Our Commitment to Space to Grow Schools
April 27, 2015 | Written By: Healthy Schools Campaign

We have a two-year support plan for all Space to Grow schools.
Last fall, we unveiled four new schoolyards as part of our Space to Grow program. These schoolyard transformations turned broken asphalt and outdated playground equipment into school and community hubs with rain gardens, athletic fields and playgrounds that have features for all age groups. But our engagement with the schools doesn’t stop once the schoolyards are opened.
Space to Grow is an innovative public-private partnership co-managed by Healthy Schools Campaign and Openlands that transforms Chicago schoolyards into school and community centers that support active and healthy lifestyles, outdoor learning, physical education and engagement with the environment.
Through this unique program and partnership, HSC and Openlands work with the schools and communities to ensure that the schoolyards are maintained, and that the students, staff and community members have the knowledge and skills to take full advantage of these new assets. The schoolyards have all sorts of features that weren’t there before, and we want to make sure the entire school community knows what these features are there and enjoys using them.
At each of the four Space to Grow schools that opened last fall, we have completed garden planning workshops and are doing a round of community workshops aimed at neighborhood flood prevention. At the garden planning workshops, the school garden team at each school came together with The Kitchen Community — a Space to Grow partner — to talk about goals for their vegetable gardens and to pick what the team will grow over the next couple of seasons. The community workshops are bringing together neighbors to learn about how the Space to Grow schoolyards are helping prevent local flooding and simple things they can do at home — like plant native gardens or install rain barrels — to help keep water out of their basements.

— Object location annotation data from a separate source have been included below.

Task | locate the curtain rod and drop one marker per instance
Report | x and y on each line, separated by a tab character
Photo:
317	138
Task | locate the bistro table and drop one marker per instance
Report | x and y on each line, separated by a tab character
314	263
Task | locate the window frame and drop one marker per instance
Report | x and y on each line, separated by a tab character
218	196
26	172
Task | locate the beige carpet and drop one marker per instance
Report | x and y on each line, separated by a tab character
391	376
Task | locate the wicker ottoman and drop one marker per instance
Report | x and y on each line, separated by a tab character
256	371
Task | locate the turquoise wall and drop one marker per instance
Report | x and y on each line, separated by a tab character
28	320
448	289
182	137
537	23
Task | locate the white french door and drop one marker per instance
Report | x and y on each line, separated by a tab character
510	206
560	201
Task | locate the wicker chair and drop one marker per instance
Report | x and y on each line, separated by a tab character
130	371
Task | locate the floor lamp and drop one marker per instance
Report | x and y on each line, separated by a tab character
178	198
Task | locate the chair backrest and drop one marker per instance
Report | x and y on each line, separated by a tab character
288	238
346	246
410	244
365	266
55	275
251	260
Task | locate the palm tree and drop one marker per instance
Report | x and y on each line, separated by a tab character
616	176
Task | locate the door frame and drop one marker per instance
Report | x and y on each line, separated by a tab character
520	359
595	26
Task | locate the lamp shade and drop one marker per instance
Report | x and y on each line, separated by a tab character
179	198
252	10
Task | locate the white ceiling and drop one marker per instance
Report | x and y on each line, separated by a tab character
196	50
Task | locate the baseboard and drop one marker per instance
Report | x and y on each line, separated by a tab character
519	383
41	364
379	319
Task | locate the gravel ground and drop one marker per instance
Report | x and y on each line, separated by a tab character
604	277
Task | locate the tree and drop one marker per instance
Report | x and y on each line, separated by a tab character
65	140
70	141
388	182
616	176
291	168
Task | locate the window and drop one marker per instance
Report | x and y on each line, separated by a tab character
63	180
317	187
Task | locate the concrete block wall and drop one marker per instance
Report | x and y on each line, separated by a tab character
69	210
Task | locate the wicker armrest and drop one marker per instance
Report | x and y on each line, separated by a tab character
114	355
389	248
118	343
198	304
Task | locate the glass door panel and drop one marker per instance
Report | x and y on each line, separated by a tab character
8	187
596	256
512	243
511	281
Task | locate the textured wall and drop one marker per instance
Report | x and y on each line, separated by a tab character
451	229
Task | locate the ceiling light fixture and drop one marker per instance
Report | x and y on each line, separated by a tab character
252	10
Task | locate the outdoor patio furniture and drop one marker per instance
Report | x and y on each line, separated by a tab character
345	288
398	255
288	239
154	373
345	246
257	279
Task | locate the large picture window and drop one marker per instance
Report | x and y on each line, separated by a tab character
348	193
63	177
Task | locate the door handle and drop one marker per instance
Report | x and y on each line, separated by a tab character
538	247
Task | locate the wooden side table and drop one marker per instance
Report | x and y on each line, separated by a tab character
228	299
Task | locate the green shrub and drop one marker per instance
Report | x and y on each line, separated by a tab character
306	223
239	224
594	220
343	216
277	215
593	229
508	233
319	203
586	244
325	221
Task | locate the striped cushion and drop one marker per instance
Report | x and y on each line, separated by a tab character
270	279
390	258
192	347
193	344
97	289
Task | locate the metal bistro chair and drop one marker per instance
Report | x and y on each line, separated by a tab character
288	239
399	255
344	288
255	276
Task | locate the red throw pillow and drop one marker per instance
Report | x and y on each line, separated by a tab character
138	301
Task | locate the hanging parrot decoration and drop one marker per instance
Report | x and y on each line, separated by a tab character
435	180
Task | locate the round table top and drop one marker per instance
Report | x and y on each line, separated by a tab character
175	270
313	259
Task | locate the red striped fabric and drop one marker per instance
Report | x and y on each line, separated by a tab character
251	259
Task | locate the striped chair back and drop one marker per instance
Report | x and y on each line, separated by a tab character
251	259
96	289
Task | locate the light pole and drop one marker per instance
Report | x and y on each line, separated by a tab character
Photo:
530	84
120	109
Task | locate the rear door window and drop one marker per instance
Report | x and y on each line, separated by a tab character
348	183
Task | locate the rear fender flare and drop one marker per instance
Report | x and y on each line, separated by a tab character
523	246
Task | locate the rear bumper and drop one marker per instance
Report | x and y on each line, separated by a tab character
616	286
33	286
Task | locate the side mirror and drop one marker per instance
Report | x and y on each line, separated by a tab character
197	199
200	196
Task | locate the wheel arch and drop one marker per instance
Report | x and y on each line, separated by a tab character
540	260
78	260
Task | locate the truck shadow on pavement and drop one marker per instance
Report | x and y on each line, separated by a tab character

Our school support plans extend beyond community workshops. We provide resources for teachers and other school staff to help schools integrate the new schoolyards into the school experience in fun and creative ways, such as by hosting healthy fundraisers — think: walkathons instead of candy bar sales.
Engaging the community in upkeep efforts is also essential to the Space to Grow model. That starts while the schoolyards are in the early design stages. Each school was engaged in a months-long planning process during which teachers, school staff, parents, students and community members provided a vision for their schoolyard. The schoolyards were then designed and constructed to meet the unique needs and visions of each community.
That engagement means community members feel ownership of the space, like at Grissom Elementary, where assistant principal Andi Eichhorn sees neighborhood kids who attend other schools regularly using the new schoolyard. Engaging and supporting the community ensures these schoolyards are places that help the entire community grow.